Sunday, June 5, 2011

Darker Than Black

Darker Than Black is an anime from 2007 with a second season and an OAV that I haven't seen but very much want to. It takes place ten years after two reality twisting anomalies appeared on earth, one in Brasil and the other in Tokyo. They are known as "Heavan's Gate" and "Hell's Gate," respectively. When this happened the sky was changed so that the moon was no longer visible and the stars were replaced with new ones. What the general public doesn't know is that these new stars correspond to people now known as "contractors" who have lost all of their emotions but gained supernatural powers, turning them into the perfect killers. Whenever one of these contractors dies, their corresponding star falls. Every major government (and some other non-political entities) use these contractors as assassins and agents to collect information. This in and of itself isn't very new, all sorts of shows (such as S-Cry-Ed, Heroes, X-Men) have similar ideas with people gaining unique powers, but Darker Than Black does add a new dimension, though. While contractors each have unique abilities, (ranging from teleportation, to pyrokenesis, to freezing stuff, to blowing stuff up) they also have to pay a price (called a "remuneration" in the sub) these can range from obsessive/compulsive actions (setting stones into a grid, putting people's shoes upside-down, kissing people) to the uncontrollable (falling asleep, aging more quickly, aging backwards).

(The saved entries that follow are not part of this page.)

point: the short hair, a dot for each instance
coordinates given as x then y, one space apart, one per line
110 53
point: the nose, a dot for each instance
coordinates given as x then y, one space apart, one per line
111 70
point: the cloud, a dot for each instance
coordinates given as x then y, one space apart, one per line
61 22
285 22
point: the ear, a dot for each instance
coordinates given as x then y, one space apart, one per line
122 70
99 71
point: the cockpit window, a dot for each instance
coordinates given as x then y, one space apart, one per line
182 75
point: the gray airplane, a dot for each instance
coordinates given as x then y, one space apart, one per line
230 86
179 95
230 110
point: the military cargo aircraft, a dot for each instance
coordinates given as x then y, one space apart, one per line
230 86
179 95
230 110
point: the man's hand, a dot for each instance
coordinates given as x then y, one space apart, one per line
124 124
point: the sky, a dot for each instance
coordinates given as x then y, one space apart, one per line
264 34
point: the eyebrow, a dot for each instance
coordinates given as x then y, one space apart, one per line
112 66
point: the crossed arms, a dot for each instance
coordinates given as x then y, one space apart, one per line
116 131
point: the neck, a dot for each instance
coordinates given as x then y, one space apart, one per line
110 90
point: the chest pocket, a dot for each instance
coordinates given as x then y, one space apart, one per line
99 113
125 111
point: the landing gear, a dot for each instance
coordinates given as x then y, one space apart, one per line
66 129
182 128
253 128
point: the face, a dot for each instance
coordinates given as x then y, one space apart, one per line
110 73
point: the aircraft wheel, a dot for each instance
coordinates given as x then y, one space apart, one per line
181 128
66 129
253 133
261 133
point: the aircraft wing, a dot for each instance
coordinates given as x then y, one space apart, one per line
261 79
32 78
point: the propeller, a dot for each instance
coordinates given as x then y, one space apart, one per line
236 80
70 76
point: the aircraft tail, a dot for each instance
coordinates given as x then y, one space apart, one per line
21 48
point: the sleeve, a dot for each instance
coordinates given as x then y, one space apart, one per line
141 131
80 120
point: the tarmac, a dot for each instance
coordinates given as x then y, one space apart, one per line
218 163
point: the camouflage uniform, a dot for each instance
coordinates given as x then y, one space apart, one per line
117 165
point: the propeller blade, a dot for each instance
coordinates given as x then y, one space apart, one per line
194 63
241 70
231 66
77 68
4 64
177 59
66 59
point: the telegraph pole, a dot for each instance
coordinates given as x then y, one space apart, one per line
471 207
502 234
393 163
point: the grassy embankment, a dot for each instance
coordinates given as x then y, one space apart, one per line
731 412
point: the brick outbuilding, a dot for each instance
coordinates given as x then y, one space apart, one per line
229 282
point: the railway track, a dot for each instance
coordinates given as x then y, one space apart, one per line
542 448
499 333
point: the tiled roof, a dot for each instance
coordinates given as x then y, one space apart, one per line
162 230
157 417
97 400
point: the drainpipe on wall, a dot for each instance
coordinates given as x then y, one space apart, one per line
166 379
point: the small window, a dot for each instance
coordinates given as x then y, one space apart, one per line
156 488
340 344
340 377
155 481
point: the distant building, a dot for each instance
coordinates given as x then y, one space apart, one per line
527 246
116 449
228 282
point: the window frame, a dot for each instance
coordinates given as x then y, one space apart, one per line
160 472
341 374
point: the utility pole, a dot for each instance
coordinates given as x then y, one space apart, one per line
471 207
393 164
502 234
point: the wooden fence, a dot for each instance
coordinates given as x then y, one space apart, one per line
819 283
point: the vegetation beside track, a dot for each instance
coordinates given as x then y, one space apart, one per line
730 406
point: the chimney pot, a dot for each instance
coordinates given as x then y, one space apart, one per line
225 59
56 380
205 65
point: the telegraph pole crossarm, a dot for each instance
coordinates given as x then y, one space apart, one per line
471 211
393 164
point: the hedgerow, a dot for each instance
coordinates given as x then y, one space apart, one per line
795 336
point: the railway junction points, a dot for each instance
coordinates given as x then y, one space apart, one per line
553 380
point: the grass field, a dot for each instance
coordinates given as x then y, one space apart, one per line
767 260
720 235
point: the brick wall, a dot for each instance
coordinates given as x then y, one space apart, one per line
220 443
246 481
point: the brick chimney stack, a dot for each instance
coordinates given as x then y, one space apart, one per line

The story follows Hei (Chinese for "black"), a contractor with electrical powers, who was also known as "The Black Reaper," and was a feared killer before he ever gained his powers. He works for a group known as "The Syndicate" (original, I know) in Tokyo, doing dirty work such as killing rival contractors and stealing information and technology relating to Hell's Gate. Though there is something strange about Hei, and at times it seems he doesn't always have the Syndicate's best interests at hand.
That's the gist of the story, but it's kind of like saying that Cowboy Bebop is about Bounty Hunters in Space. Technically it's true, but there's so much more going on, you really need to watch the show.
Darker than Black is the brainchild of Tensai Okamura, a veteran of the industry who has worked on such important animes as Cowboy Bebop, Samurai Champloo, Ghost in the Shell, and Neon Genesis Evangelion. He has definitely learned a lot while working under some of anime's greatest directors. The animation is polished, the fights scenes are incredible, and characters are 3-dimensional. Seriously, you really come to care about the characters, even the ones you hate or should hate. Point in case, there's a minor character introduced early in the series who is explicitly stated to have been one of the most feared contractors in the world, having killed literally thousands of people, whose remuneration was drinking the blood of children. Yet despite knowing this, you come to feel sorry for her and care about her. Not many people could make you do that.
That's not to say that Okamura is the best director ever. While I certainly think that he's very talented, he lacks a certain je ne sais quoi that other directors, such as Shinichiro Watanabe, have. I suppose that's rather unfair of me to say, since talent like Watanabe's comes along once in a generation. It's just that there are times where I can't help but compare Darker Than Black to Cowboy Bebop. It's probably because Okamura worked on Cowboy Bebop and brought a lot of what he learned to Darker Than Black.
Perhaps the smartest thing that Okamura did was get Yoko Kanno to do the music. As is typical of Kanno, the music is simply amazing. It's real jazzy with a bit of of a noir-ish/70's detective show flair to it. Simply amazing.

Bottom line: This show is amazing, and you should definitely watch it, if you don't mind the violence. It's certainly one of the best shows to come out in the past few years, though I doubt that it will ever be recognized as part of the "canon" of anime.

1 comment:

  1. I rather enjoyed Darker than Black, particularly the two-episode story arcs. The characters were all handled well, including those who were only there for a couple episodes.
    I never really understood anything going on regarding the general plot in the background, though. =/ The show really enjoyed being mysterious and vague at times. (Which was unfortunately kicked into overdrive in the second season...)
    Overall a pretty cool series, though. Hei was rather awesome.